Asian airports use thermal imaging to hunt down SARS

Tokyo

A military-designed thermal-imaging system is being used to scan airline passengers entering and leaving Singapore. Similar systems are being introduced in Tokyo, Hong Kong and Beijing. Authorities hope that the technology will spot those with a high temperature brought on by severe acute respiratory syndrome (SARS).

In Singapore, for example, all passengers leaving the country since mid-April, and some entering, have been scanned with the infrared device. Those showing red on the monitor — meaning that their temperature is above 37.5 °C — are escorted to a nurses' station for a check with a thermometer. Anyone with a temperature above 38 °C is then taken to a hospital wing dedicated to treating SARS patients.
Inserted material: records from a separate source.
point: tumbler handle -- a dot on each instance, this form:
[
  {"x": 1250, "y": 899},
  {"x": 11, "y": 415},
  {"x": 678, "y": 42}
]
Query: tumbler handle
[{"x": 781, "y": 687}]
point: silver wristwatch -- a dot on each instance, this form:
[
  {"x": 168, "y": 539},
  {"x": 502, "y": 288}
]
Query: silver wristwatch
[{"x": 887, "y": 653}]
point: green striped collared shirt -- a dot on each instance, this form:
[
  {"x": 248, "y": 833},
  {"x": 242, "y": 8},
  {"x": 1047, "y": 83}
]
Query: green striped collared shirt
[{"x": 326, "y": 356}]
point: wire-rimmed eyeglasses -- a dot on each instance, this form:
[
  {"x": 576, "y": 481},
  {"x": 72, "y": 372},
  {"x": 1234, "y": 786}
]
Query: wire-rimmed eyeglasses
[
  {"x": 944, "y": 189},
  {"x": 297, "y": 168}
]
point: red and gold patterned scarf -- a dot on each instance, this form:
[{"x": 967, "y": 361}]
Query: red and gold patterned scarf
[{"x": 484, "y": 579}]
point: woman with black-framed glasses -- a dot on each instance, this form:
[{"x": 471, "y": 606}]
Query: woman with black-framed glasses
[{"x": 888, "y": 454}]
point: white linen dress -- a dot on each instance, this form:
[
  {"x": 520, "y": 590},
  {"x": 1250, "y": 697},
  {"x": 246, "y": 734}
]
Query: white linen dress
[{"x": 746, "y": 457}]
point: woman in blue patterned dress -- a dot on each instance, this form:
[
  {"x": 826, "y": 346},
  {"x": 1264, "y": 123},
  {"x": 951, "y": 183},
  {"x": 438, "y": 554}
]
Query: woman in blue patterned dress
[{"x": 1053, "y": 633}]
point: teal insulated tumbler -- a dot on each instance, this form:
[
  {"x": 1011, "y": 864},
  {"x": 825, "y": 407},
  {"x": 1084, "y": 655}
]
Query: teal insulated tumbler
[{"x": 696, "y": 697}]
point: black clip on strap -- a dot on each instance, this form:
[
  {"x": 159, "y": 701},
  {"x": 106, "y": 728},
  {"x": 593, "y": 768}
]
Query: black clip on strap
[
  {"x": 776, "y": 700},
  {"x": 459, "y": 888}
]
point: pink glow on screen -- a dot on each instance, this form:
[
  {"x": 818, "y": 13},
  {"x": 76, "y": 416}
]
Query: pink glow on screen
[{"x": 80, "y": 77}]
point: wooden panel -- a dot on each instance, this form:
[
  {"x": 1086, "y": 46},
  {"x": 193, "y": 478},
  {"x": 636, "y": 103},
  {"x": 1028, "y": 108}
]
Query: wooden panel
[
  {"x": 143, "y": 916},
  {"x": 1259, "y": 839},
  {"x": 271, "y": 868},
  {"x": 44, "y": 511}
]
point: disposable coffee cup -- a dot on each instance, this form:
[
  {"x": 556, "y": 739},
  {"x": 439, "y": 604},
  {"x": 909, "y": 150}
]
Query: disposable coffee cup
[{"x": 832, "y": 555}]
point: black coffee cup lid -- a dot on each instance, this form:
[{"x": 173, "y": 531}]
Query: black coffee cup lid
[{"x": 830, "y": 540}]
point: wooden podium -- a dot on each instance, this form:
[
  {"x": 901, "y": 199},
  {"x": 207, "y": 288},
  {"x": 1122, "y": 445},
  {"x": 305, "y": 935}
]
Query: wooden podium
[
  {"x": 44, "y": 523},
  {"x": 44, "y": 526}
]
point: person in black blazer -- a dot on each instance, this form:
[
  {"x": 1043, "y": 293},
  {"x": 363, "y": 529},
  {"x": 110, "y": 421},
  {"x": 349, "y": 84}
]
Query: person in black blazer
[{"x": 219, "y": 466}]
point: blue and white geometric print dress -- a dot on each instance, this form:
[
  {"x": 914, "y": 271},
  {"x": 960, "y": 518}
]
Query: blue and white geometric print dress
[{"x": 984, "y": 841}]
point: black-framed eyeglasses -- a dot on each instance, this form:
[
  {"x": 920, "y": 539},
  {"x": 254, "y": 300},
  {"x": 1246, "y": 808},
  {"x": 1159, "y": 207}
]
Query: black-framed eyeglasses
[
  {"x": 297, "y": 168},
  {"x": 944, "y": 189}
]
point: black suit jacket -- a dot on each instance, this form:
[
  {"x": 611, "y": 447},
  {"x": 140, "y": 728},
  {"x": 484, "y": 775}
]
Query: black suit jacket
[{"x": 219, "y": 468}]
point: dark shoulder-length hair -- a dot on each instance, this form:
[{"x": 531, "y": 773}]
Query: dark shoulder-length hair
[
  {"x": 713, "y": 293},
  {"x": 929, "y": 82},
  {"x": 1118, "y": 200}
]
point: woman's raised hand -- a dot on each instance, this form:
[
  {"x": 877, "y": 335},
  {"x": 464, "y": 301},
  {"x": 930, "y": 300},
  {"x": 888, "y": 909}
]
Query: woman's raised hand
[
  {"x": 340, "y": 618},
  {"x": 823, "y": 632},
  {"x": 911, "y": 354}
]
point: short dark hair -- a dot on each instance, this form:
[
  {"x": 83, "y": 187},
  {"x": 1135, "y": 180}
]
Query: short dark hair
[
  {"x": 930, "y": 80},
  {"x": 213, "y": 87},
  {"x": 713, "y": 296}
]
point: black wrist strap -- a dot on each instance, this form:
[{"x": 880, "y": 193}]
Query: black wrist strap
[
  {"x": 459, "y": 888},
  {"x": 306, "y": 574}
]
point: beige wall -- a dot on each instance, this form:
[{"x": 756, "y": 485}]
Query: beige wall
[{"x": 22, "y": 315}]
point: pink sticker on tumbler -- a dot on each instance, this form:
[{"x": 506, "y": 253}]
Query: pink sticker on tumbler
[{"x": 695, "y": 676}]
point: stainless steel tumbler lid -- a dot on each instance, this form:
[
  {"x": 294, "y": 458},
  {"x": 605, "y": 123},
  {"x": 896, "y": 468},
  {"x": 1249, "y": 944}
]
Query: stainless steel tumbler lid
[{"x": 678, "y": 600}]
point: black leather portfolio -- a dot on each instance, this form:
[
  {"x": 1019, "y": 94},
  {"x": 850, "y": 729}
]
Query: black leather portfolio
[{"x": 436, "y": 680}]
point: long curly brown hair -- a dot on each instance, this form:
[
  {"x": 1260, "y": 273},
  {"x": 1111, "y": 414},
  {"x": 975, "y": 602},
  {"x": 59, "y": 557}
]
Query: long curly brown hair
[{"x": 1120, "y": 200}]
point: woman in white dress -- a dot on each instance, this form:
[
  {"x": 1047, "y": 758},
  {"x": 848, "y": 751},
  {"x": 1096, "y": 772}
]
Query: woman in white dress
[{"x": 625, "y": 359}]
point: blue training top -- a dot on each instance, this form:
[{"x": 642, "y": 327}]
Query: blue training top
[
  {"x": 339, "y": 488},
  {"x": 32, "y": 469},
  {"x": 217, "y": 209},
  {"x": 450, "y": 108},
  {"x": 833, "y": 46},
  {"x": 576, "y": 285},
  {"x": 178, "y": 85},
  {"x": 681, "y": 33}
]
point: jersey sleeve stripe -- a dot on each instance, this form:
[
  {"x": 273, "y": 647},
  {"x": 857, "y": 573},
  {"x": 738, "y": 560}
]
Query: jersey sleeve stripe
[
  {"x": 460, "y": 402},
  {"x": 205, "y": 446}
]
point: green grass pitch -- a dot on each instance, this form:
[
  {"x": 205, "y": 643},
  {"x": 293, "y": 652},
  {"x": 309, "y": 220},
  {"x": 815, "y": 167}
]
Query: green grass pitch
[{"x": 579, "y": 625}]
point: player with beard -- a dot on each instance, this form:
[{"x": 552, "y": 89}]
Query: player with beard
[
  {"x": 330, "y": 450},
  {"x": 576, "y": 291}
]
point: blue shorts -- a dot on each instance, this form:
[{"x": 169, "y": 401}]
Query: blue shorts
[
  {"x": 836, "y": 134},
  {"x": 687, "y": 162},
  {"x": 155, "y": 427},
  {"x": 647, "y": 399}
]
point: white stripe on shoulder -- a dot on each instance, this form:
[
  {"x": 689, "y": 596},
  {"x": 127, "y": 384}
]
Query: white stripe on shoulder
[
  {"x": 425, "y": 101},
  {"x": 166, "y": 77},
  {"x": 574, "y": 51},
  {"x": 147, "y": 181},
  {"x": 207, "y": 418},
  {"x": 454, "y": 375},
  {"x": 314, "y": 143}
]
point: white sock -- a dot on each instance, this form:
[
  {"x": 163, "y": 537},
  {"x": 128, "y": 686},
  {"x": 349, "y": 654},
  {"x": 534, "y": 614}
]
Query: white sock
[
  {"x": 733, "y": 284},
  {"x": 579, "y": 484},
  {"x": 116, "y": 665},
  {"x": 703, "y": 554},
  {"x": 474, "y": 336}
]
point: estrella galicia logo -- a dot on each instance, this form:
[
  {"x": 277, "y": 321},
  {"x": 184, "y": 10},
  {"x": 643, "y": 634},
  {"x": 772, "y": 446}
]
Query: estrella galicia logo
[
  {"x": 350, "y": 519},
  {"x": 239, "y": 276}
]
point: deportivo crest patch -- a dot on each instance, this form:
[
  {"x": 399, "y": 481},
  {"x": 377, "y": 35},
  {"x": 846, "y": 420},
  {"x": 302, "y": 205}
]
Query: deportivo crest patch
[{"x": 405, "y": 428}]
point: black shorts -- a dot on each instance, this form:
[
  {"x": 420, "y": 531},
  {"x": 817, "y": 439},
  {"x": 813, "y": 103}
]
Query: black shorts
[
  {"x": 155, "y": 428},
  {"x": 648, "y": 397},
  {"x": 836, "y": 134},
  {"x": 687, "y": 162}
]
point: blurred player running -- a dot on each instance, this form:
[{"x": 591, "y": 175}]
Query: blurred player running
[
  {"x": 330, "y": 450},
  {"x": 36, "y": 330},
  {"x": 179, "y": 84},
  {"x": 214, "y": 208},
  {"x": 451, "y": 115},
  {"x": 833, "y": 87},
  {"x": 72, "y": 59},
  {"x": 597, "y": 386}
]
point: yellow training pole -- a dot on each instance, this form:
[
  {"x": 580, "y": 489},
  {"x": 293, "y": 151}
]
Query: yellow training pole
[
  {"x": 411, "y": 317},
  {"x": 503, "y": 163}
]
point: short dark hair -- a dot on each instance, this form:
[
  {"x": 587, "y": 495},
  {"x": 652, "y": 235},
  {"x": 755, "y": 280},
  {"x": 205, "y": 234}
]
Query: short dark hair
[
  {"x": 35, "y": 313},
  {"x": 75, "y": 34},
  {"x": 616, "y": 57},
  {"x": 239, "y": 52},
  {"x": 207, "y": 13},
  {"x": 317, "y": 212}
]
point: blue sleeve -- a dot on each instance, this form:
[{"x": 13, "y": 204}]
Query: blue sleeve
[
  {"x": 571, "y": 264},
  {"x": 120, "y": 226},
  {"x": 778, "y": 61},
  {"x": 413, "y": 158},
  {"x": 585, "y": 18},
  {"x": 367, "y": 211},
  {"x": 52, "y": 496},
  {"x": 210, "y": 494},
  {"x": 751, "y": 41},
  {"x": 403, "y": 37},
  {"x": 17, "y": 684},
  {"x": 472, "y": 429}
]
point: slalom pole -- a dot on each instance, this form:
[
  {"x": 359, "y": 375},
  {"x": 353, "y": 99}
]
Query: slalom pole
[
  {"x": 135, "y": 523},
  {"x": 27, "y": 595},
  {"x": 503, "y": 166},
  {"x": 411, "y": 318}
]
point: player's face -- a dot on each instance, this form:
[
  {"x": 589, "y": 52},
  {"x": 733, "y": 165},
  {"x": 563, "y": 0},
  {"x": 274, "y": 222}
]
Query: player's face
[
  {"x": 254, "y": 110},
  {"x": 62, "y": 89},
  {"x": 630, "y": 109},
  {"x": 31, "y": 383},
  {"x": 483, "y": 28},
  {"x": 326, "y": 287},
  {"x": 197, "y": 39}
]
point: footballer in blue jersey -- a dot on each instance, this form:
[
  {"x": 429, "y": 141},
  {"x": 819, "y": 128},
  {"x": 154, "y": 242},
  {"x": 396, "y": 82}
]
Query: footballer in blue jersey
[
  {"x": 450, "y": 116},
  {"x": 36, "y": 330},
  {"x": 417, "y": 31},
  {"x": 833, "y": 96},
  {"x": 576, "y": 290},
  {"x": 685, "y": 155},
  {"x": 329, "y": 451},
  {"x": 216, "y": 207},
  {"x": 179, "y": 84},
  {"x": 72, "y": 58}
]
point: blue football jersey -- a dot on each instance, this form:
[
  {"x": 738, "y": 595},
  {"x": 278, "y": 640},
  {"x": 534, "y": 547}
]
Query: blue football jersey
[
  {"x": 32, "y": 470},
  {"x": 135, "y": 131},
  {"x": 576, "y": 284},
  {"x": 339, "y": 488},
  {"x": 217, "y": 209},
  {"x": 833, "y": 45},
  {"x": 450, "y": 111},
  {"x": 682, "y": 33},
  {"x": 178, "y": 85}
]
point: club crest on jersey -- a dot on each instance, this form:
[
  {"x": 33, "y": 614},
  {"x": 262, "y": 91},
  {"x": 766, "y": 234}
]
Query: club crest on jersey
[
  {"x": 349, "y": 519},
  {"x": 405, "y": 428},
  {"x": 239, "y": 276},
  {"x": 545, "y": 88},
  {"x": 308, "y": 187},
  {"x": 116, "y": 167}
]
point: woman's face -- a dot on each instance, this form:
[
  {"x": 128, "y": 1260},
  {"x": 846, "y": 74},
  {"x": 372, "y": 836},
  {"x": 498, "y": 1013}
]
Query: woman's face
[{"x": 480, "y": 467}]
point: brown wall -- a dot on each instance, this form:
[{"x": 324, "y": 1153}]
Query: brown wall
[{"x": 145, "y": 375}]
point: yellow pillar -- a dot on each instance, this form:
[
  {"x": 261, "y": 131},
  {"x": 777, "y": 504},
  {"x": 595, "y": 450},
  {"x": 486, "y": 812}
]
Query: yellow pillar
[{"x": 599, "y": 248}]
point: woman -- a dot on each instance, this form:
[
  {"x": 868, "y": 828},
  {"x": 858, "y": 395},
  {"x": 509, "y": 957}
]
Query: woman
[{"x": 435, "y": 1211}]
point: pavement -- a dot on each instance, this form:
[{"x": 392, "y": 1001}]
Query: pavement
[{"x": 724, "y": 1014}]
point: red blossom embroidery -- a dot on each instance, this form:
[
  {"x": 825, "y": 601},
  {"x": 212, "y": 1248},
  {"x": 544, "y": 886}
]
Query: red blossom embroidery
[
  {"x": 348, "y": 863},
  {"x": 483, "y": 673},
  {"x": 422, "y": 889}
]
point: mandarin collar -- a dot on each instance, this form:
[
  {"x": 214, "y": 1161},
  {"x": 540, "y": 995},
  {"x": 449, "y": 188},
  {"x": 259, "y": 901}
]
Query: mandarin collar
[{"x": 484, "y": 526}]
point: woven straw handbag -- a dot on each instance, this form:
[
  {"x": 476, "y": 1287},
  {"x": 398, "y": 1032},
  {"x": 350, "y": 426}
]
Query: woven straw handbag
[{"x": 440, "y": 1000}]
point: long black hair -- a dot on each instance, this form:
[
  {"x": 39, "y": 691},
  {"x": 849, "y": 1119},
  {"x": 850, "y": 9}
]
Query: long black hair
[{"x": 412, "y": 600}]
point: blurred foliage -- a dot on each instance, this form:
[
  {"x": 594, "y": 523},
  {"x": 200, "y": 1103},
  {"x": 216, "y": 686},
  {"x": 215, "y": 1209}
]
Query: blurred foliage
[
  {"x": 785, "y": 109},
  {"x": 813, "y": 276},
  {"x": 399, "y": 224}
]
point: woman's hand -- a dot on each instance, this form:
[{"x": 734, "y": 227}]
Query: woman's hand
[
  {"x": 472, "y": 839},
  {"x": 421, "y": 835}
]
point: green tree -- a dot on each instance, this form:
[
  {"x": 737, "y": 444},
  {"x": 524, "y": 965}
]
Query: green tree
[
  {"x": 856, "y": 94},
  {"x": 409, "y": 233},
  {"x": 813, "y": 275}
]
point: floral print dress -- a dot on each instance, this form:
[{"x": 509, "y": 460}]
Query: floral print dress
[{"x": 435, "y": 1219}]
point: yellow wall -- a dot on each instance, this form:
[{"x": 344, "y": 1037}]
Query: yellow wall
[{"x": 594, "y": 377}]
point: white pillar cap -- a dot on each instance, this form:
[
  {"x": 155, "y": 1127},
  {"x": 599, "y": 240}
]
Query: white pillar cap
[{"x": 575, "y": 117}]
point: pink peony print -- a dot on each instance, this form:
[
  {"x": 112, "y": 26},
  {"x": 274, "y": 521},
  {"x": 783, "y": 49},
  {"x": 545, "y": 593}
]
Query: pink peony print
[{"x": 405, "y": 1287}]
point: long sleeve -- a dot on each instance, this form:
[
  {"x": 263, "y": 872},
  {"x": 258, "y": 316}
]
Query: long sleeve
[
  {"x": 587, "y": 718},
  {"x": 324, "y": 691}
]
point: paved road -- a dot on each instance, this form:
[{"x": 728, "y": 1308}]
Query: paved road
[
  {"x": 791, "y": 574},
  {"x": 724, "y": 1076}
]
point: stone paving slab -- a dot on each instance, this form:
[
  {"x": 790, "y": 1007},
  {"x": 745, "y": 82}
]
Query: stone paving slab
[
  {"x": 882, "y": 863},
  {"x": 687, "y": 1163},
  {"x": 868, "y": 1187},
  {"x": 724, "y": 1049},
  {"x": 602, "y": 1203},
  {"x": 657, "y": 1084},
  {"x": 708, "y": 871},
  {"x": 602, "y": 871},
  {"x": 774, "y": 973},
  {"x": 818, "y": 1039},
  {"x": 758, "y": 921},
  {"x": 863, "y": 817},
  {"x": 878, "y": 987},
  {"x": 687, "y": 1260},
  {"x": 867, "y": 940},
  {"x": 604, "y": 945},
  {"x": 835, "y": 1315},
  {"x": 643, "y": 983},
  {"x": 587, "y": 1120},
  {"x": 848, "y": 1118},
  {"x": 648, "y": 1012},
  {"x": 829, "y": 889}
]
A high fever is one of the trademark signs of the disease, which had killed 21 people and infected 198 in Singapore by 26 April.

Critics of the imaging system have argued that it will pick up fevers associated with the common cold, whereas people who are infected with SARS but are not yet showing symptoms will pass through undetected.

Rocket-engine defect delays observatory launch

Washington

The launch of the last of NASA's 'great observatories' — four telescopes covering different parts of the electromagnetic spectrum — has been delayed until August.

The Space Infrared Telescope Facility (SIRTF) had been due to launch on a Delta rocket from Cape Canaveral, Florida, on 18 April. But NASA announced on launch day that engineers had discovered a defect in the material surrounding the exit nozzle on one of the rocket's nine engines.

The first of the agency's two Mars probes is scheduled for lift-off in early June, and officials have decided that SIRTF cannot be fixed before then. The telescope will now be launched no earlier than mid-August.

Royal Society to give prince nanotech news

London

Prince Charles has asked the Royal Society to supply the names of scientists who could advise him on nanotechnology. The move comes after the ETC group, a Canadian environmental organization, published a report highlighting what it sees as the potential dangers of nanotechnology. The heir to the British throne has spoken out on other environmental issues, such as genetically modified crops.

The ETC report, published this January, claimed that nanotechnology — the manipulation of matter at the atomic level — may have unpredictable consequences and could be used to develop weapons of mass destruction. The report was greeted with scepticism by many researchers, but attracted media attention.

On 11 June the ETC group will run a seminar in Brussels, aimed at policy-makers, on the risk and promises of nanotechnology, and how it should be regulated.

Telescope loses space to Native American site

San Francisco

A long-running wrangle over the construction of a telescope array near a site valued by Native Americans took another turn last week.

Construction of the Very Energetic Radiation Imaging Telescope Array System (VERITAS) appeared to have been given the all-clear in January (see Nature 421, 466; 2003). The plans had generated opposition because the proposed site near Mount Hopkins in Arizona was close to a site used by Native Americans.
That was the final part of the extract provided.